Mensagem


Bloqueou o ecrã e deixou-o ficar completamente negro, como se assim pudesse apagar todas as fotos dela, fotos e mais fotos a inundar-lhe o telemóvel e a vida, sozinha, com amigos, na praia, na discoteca, o sorriso a rasgar-lhe a boca, os olhos muito pintados, quase feliz, estaria feliz? Ou seria apenas vazio inscrito naquele olhar que sorria para a câmera? Eram para ele aquelas fotografias, disso estava certo e para ali estava a vê-las, uma após a outra, como um condenado sem nada a perder.

Exijo demais de mim própria. Sou demasiado dura, demasiado rígida, demasiado correta. Acredito demasiado nos outros e não em mim. Nunca em mim. E é por exigir demais que sei que, em tempo algum, jamais irei voltar para ti.

Fazia vento no dia em que se conheceram, amparados por um café fumegante naquele fim de tarde com amigos na esplanada. Reparou logo nela, o corpo delgado, os grandes olhos pestanudos. O vento colava-lhe o cabelo à boca e foi para casa com essa imagem na cabeça. Não descansou enquanto não conseguiu voltar a falar-lhe e a mensagem foi simples e direta. Arriscou, ela disse que sim e isso foi apenas o começo de algo que estava tão próximo de terminar.

Que estavas confuso. Foi o que me disseste, foram estas as exatas palavras. E eu, que nunca gostei de confusões, amarrotei três mudas de roupa num saco, deixei a chave em cima da mesa da cozinha e assim, de repente, tornei as coisas simples.

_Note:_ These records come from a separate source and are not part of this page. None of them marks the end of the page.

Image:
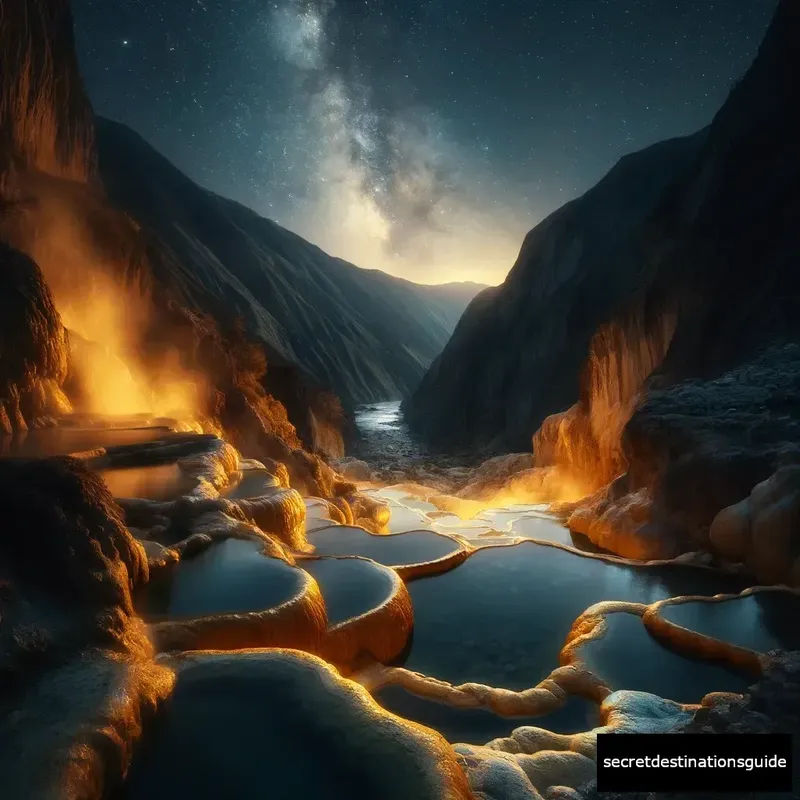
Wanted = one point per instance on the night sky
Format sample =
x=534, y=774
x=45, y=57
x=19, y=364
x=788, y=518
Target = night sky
x=422, y=137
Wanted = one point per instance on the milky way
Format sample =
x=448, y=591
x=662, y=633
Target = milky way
x=422, y=138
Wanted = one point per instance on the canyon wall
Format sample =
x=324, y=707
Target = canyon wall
x=516, y=355
x=178, y=302
x=674, y=331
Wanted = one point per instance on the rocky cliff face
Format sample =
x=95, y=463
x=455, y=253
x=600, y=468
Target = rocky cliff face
x=365, y=334
x=175, y=298
x=684, y=394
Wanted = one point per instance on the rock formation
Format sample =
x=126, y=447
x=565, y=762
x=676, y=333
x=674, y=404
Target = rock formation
x=516, y=354
x=688, y=330
x=195, y=296
x=340, y=325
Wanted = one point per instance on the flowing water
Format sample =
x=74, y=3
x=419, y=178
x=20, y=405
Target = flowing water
x=502, y=617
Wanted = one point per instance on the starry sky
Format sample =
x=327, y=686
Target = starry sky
x=421, y=137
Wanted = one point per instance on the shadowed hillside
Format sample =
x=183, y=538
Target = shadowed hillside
x=668, y=323
x=365, y=334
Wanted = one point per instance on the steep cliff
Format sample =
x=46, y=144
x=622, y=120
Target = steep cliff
x=177, y=300
x=682, y=374
x=363, y=333
x=515, y=355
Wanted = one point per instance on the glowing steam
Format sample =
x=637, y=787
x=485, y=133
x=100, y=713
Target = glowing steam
x=84, y=250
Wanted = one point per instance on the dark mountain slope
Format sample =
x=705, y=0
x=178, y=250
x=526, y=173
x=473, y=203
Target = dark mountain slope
x=688, y=400
x=363, y=333
x=515, y=355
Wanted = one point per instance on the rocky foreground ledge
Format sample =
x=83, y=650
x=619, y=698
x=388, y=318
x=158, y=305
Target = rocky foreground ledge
x=108, y=694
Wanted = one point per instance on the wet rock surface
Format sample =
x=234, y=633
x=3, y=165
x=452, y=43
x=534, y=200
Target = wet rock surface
x=770, y=706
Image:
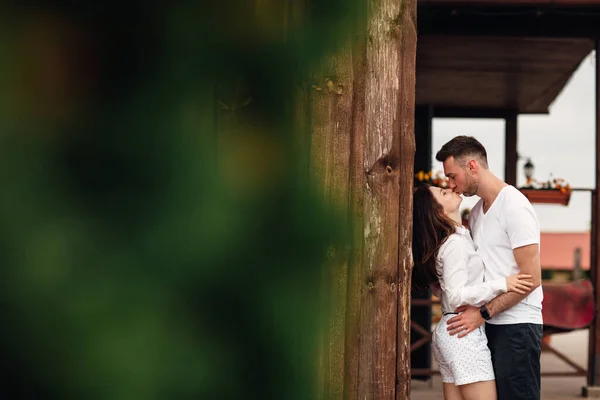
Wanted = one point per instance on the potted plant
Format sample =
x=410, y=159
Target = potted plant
x=553, y=191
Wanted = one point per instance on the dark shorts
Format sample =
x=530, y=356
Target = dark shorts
x=516, y=350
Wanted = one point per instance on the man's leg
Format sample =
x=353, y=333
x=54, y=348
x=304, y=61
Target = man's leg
x=516, y=353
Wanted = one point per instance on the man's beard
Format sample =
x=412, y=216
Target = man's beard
x=471, y=189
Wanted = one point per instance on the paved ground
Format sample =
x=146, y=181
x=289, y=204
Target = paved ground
x=573, y=344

Não levou muito tempo até se mudar para casa dele. Ficar uma noite evoluiu para deixar uma escova de dentes e depois um pijama, uma muda de roupa, até que por fim ficou toda ela, inteira, ali estava, dia após dia, todas as noites. Falavam de música e de filósofos mortos, bebiam vinho na varanda e jogavam xadrez. Estavam tão perto de ficar tão longe.

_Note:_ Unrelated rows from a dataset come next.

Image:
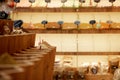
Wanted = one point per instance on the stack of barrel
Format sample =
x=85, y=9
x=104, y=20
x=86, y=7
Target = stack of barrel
x=28, y=62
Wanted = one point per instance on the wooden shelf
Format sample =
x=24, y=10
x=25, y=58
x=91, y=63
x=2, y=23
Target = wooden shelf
x=74, y=31
x=67, y=9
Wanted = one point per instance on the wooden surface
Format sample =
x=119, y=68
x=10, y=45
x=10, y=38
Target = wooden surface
x=87, y=53
x=3, y=23
x=16, y=43
x=99, y=77
x=81, y=9
x=74, y=31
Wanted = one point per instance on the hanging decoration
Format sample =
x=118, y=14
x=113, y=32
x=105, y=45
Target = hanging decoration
x=3, y=15
x=44, y=22
x=92, y=22
x=109, y=22
x=2, y=1
x=63, y=1
x=11, y=4
x=90, y=3
x=31, y=1
x=96, y=1
x=81, y=2
x=60, y=23
x=47, y=1
x=77, y=23
x=17, y=1
x=18, y=23
x=112, y=1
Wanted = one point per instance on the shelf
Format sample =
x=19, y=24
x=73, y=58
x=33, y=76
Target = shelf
x=67, y=9
x=74, y=31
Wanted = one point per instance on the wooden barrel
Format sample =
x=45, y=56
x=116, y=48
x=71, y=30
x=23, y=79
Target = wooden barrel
x=27, y=66
x=4, y=76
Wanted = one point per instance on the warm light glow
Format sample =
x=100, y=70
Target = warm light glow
x=69, y=3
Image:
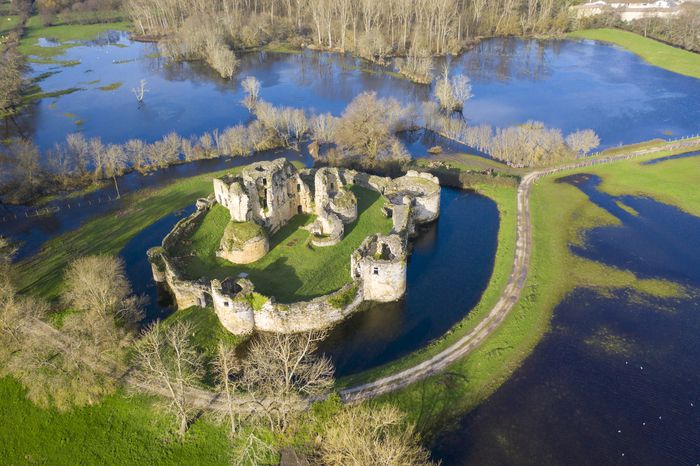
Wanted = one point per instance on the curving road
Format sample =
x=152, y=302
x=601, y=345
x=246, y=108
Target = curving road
x=205, y=399
x=509, y=297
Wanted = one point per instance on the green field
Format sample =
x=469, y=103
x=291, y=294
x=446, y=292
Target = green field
x=293, y=270
x=65, y=36
x=8, y=23
x=654, y=52
x=119, y=430
x=560, y=213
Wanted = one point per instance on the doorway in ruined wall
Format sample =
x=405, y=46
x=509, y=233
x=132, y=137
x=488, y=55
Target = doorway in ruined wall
x=205, y=300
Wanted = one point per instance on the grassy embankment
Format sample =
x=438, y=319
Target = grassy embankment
x=41, y=275
x=293, y=270
x=654, y=52
x=560, y=214
x=120, y=429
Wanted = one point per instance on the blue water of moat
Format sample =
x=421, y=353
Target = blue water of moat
x=449, y=268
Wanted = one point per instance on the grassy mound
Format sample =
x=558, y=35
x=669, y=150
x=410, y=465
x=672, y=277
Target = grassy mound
x=293, y=270
x=236, y=234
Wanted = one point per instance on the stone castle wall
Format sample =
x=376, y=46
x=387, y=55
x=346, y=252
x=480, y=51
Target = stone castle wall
x=378, y=266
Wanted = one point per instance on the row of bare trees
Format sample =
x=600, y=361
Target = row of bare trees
x=263, y=393
x=371, y=29
x=526, y=145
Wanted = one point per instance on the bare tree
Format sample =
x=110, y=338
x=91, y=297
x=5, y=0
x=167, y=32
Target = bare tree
x=140, y=91
x=227, y=366
x=282, y=370
x=169, y=360
x=582, y=142
x=251, y=86
x=452, y=93
x=369, y=434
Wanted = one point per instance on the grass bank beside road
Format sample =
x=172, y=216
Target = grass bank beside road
x=560, y=213
x=656, y=53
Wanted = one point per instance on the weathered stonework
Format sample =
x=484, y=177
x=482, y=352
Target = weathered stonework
x=268, y=195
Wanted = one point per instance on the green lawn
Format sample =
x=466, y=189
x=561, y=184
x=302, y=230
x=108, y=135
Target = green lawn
x=119, y=430
x=654, y=52
x=293, y=270
x=505, y=197
x=42, y=274
x=67, y=36
x=560, y=213
x=8, y=23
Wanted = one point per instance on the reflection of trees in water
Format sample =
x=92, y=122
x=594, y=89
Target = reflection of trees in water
x=508, y=58
x=23, y=124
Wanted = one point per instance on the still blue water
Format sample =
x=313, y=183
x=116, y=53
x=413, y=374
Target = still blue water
x=616, y=380
x=566, y=84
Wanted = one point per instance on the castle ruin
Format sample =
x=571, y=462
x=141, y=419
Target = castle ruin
x=266, y=196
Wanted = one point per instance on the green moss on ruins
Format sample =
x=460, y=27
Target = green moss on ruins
x=237, y=234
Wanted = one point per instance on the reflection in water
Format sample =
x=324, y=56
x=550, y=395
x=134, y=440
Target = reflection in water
x=568, y=85
x=616, y=380
x=448, y=270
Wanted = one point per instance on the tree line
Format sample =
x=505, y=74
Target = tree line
x=416, y=29
x=363, y=137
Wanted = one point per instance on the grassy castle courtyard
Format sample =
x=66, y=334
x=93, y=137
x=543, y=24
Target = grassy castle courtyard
x=293, y=270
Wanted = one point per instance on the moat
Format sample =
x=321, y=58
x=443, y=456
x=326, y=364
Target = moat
x=566, y=84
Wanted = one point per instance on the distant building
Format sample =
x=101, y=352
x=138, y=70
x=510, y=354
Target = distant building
x=629, y=10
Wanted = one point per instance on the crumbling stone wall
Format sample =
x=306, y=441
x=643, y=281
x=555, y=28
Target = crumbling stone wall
x=269, y=194
x=380, y=265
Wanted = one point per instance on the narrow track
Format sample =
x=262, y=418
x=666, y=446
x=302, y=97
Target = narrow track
x=207, y=400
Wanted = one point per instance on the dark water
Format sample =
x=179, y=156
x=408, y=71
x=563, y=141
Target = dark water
x=450, y=267
x=138, y=269
x=616, y=381
x=31, y=232
x=448, y=271
x=566, y=84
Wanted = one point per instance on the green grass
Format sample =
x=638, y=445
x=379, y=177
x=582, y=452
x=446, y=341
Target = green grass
x=67, y=36
x=207, y=330
x=672, y=181
x=504, y=196
x=8, y=23
x=41, y=274
x=119, y=430
x=654, y=52
x=293, y=269
x=560, y=213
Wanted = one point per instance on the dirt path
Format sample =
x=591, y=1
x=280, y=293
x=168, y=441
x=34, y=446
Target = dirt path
x=205, y=399
x=509, y=297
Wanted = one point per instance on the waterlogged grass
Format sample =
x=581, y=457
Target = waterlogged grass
x=293, y=269
x=560, y=213
x=42, y=274
x=654, y=52
x=119, y=430
x=63, y=37
x=505, y=198
x=111, y=87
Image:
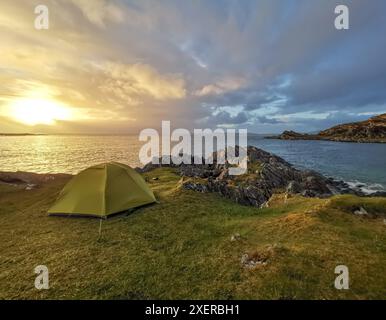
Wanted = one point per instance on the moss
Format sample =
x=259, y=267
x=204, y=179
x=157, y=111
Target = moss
x=182, y=248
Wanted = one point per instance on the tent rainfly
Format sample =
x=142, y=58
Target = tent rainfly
x=103, y=190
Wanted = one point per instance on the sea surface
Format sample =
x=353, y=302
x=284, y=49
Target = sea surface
x=360, y=164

Nesse dia, chegaste mais cedo e foste fumar para a cozinha. Tinhas-me dito que já não fumavas há cinco meses, mas foram tantas as coisas que disseste que, no fundo, não queriam dizer nada. O fim estava ali, escrito na tua cara, mensagem simples e direta, bem ao teu estilo, mas já se sabe que o maior cego é aquele que não quer ver.

Para ali estava, refém daquelas fotos, daquela mulher que abandonara sem, contudo, se conseguir desprender. Ainda a conseguia sentir, o cheiro entranhado nas paredes, nas almofadas, a recordá-lo de tudo o que ficara por dizer, o seu livro preferido esquecido a um canto do sofá. O cão chorava por ela todas as noites.

É a vida que escolhi viver, em vez daquela que escolheste para mim. Fecho-me em casa e choro até desidratar, perco-me pelas ruas até de manhã, bebo shots de tequila até encher a cara e danço como se ninguém estivesse a ver. E tiro fotos, muitas fotos e em cada uma delas cabe um bocadinho de mim. Em cada uma delas largo um pedaço de ti.

Desbloqueou novamente o telemóvel. Mais uma fotografia, apenas um dedo, erguido, despreocupado, livre. A mensagem não podia ser mais clara.